I didn't go to MIT, but I studied Computer Science at the University of
Minnesota which (at the time anyway) used an MIT-based curriculum (eg. first
class is Scheme). When I hear people complaining about their 4-year colleges
teaching Java instead of computer science, I can't help but think of how
important MIT is to me even though I've never even been to Boston.

OpenCourseWare and their embrace of the Fab lab network just serve to confirm
that MIT is embracing change aggressively. It's the polar opposite approach to
what (for example) the music industry has done. There is a need for these kind
of intellectual hubs more so now than ever.

------
sangaya
What's with the sudden surge of articles about higher education going
obsolete? This article isn't even about that. It's that the methods available
to help people learn are in a constant state of flux and that MIT is helping
lead the way with it's Fab Labs.

From the closing of the article: "The MITs of the world are far from obsolete,
but instead of draining brains away from where they are most needed, these
institutions can now share not just their knowledge but also their tools, by
providing the means to create them. Rather than advanced technological
development and education being elite activities bounded by scarce space in
classrooms and labs, they can become much more widely accessible and locally
integrated, limited only by the most renewable of raw materials: ideas."

------
tokenadult
I read the whole interesting article before noticing that the author is
currently affiliated with MIT.

------
chris11
Sure, the internet has made started to make available the ideas and knowledge
of elite institutions. And those institutions will continue to give away more
information and higher quality instruction. It might even get to the point
where information gotten from a professor during class will be about the same
quality of the information gotten from the internet.

But this only helps places like MIT, even in educating the students there. The
internet can't compete with real life in surrounding you with competent and
experienced people. That's probably why people like PG recommend that you move
to Silicon Valley, so that you can surround yourself with successful people
who are doing the same things you are. And MIT giving away information only
increases their brand, which lets them choose from more people.

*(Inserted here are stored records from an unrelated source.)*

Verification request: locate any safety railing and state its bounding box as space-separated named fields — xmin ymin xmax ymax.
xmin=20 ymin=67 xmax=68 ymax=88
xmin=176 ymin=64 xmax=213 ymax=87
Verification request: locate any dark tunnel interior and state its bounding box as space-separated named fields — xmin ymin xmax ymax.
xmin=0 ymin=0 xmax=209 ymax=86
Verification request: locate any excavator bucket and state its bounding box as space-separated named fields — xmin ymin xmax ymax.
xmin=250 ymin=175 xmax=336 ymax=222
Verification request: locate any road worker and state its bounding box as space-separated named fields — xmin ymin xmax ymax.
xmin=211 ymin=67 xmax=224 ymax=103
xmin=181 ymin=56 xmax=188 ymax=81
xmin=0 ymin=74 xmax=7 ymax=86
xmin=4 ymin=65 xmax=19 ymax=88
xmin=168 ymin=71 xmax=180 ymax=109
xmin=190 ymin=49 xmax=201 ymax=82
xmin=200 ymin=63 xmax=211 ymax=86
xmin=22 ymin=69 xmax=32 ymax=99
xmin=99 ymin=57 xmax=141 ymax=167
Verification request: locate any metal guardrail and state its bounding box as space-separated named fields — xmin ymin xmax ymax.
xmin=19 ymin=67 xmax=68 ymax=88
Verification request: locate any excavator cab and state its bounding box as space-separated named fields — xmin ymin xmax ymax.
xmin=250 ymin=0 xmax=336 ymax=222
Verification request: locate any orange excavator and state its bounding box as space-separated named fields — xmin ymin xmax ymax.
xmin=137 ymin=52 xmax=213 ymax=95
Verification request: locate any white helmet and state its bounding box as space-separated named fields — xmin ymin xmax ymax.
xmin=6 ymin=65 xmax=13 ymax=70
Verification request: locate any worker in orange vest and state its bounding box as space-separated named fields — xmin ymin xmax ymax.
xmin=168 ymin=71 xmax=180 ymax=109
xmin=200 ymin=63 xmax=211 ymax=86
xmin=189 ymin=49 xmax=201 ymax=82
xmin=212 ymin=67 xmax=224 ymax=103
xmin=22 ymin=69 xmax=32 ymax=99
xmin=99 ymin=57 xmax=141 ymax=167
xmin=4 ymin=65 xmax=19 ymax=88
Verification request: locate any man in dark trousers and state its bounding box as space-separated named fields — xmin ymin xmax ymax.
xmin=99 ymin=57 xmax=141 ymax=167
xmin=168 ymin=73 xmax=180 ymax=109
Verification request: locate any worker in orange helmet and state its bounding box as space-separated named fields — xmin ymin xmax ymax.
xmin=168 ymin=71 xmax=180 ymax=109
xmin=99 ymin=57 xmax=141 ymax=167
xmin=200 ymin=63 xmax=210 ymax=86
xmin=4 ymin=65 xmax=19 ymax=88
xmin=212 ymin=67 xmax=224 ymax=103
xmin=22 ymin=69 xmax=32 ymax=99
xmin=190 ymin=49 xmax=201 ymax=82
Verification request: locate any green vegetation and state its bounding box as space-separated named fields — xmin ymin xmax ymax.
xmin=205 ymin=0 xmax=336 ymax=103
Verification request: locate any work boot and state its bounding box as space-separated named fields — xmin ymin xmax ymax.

So that means that if I go to a place like MIT for grad school, I'll know that
I will have surrounded myself with people who are all very knowledgeable about
what I will be doing. I probably won't get that to such a great degree if I go
to a school with very low standards, and I definitely won't get that if I stay
home and study from materials off the internet. It's mostly about the quality
and goals of the people you are surrounding yourself with.

------
zitterbewegung
No, places like MIT and other research universities will survive because they
also are a community of research. Also, most people who are actually using the
Fab lab are associated with research institution. I don't really think that
the masses will start using fab labs anytime soon but possibly in the future.

------
rubentopo
The playing field is much more leveled, but few schools actually recognize
what subjects are valuable to teach (so many go with the latest hype), Joel
put it better in his article:

[http://www.joelonsoftware.com/article/ThePerilsofJavaSchools...](http://www.joelonsoftware.com/article/ThePerilsofJavaSchools.html)